In essence, at full load, a chip like the 2990WX is only using 60% of its power budget for CPU frequency. In our EPYC 7601, because of the additional memory links, the cores were only consuming 50% of the power budget at load. Rest assured, once AMD and Intel have finished fighting over cores, the next target on their list will be this interconnect.
But the knock on effect of not using all the power for the cores, as well as having a bi-modal operation of cores, is that some workloads will not scale: or in some cases regress...

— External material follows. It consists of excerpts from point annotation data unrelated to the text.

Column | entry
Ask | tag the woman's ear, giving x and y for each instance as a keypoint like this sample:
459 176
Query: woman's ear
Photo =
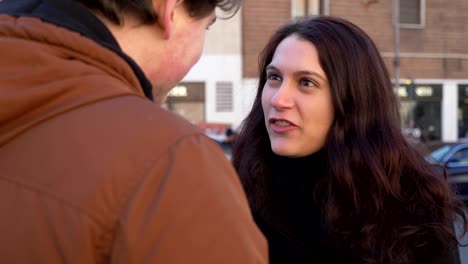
165 12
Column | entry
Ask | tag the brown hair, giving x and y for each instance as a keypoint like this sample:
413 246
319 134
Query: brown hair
113 9
382 200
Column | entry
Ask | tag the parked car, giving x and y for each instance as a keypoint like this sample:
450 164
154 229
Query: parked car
454 158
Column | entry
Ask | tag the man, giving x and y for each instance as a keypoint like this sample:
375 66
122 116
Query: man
91 171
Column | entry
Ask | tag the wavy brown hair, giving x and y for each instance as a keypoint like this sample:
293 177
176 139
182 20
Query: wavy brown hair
382 201
113 9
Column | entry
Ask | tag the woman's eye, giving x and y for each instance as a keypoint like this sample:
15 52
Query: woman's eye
273 77
308 83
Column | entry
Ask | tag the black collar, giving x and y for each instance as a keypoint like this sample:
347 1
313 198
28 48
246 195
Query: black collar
75 17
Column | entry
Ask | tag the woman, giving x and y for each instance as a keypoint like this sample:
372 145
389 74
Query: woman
329 176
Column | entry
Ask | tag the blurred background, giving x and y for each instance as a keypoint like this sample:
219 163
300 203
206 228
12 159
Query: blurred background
423 42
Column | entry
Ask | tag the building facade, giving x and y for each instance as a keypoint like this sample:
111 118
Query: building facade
432 55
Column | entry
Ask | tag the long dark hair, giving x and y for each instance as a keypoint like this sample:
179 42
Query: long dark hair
383 201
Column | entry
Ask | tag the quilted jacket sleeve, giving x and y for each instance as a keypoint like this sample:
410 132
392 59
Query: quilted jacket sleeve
196 212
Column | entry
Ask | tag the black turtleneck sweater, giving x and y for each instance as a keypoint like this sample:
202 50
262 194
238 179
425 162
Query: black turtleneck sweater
291 220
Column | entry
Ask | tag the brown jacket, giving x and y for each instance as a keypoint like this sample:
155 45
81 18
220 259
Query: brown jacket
93 172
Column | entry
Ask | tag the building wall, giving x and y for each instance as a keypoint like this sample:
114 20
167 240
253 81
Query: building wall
438 50
260 18
436 54
221 61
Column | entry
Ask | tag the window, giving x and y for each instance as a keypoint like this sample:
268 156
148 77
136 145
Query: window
224 97
412 13
301 8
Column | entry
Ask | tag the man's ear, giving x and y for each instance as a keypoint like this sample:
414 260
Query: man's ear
165 11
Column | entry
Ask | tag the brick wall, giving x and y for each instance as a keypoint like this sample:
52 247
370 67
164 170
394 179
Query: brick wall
445 32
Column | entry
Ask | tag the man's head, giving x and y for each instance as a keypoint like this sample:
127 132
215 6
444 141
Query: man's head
164 37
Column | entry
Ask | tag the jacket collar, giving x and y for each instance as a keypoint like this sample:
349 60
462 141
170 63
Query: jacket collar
75 17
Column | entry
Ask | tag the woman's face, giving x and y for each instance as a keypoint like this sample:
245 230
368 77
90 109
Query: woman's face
296 99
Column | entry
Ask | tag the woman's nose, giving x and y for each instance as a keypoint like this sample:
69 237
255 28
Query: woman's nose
282 99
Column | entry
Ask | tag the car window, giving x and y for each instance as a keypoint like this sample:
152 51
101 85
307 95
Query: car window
460 156
439 153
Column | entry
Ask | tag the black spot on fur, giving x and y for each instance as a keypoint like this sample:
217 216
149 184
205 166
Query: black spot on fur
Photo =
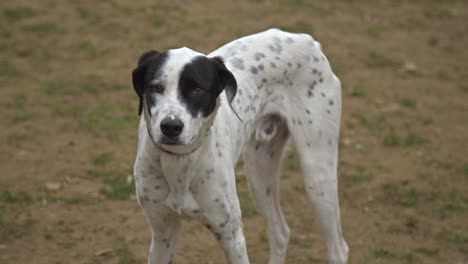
237 63
212 77
253 70
149 68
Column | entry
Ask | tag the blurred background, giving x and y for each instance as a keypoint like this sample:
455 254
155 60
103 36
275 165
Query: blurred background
68 118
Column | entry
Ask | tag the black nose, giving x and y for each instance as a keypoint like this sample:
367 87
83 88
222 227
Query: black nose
171 127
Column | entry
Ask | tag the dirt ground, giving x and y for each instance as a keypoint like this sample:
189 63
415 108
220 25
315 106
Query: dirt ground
68 118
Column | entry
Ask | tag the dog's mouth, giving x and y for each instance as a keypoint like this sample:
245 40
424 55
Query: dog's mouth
170 141
172 146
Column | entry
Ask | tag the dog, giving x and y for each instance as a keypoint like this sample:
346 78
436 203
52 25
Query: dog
200 113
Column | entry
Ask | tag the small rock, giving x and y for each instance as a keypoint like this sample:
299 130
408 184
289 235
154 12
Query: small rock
103 252
53 186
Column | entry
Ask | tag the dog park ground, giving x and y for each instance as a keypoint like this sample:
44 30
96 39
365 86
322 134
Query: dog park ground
68 118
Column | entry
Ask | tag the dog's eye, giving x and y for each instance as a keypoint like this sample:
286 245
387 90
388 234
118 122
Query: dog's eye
156 88
197 91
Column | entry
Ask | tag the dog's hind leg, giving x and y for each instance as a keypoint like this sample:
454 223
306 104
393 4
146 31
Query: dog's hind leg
262 159
315 135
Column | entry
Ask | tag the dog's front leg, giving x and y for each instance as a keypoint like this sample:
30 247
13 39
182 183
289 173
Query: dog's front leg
217 198
165 226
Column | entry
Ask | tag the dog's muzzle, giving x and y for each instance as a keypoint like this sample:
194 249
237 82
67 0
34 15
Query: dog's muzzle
165 147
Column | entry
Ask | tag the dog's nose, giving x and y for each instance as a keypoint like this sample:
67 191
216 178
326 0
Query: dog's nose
171 127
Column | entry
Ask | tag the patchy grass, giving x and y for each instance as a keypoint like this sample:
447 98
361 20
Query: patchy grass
44 28
16 14
430 252
392 139
109 118
453 237
443 75
401 194
408 102
375 31
117 187
378 60
123 253
16 197
8 70
360 175
358 91
11 229
76 198
75 86
69 110
373 124
433 41
382 253
413 139
103 159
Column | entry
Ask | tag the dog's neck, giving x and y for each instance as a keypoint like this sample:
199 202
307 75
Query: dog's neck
180 170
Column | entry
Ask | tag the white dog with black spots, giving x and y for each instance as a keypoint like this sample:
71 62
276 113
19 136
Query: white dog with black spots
200 113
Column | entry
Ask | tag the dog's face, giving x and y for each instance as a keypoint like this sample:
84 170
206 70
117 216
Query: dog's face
179 94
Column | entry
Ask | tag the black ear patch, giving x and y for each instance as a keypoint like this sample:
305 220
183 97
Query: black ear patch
148 66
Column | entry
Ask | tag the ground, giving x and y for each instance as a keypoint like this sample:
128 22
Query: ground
68 117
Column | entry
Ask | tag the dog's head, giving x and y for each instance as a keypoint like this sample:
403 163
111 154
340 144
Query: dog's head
179 95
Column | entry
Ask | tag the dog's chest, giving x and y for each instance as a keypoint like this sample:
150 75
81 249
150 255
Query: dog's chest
179 177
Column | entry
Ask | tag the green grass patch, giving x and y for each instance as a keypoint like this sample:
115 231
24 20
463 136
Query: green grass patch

This is the point where I mention if we would recommend AMD’s new launches. The 2950X slots right in to where the 1950X used to be, and at a lower price point, and we are very comfortable with that. However the 2950X already sits as a niche proposition for high performance – the 2990WX takes that ball and runs with it, making it a niche of a niche. To be honest, it doesn’t offer enough cases where performance excels as one would expect – it makes perfect sense for a narrow set of workloads where it toasts the competition. It even outperforms almost all the other processors in our compile test. However there is one processor that did beat it: the 2950X.
My crystal ball is unimpressed. AMD's future, especially now that China has their IP, is less certain and bright than it was 18 months ago. Zen2 is a solid sequel, but not the game-changer Zen1 was. Those buying now missed the bus. There might be some short term gains, but long term, for GPUs, NVIDIA is the sure thing, and for CPUs, it's all about the lower-cost ARM manufacturers.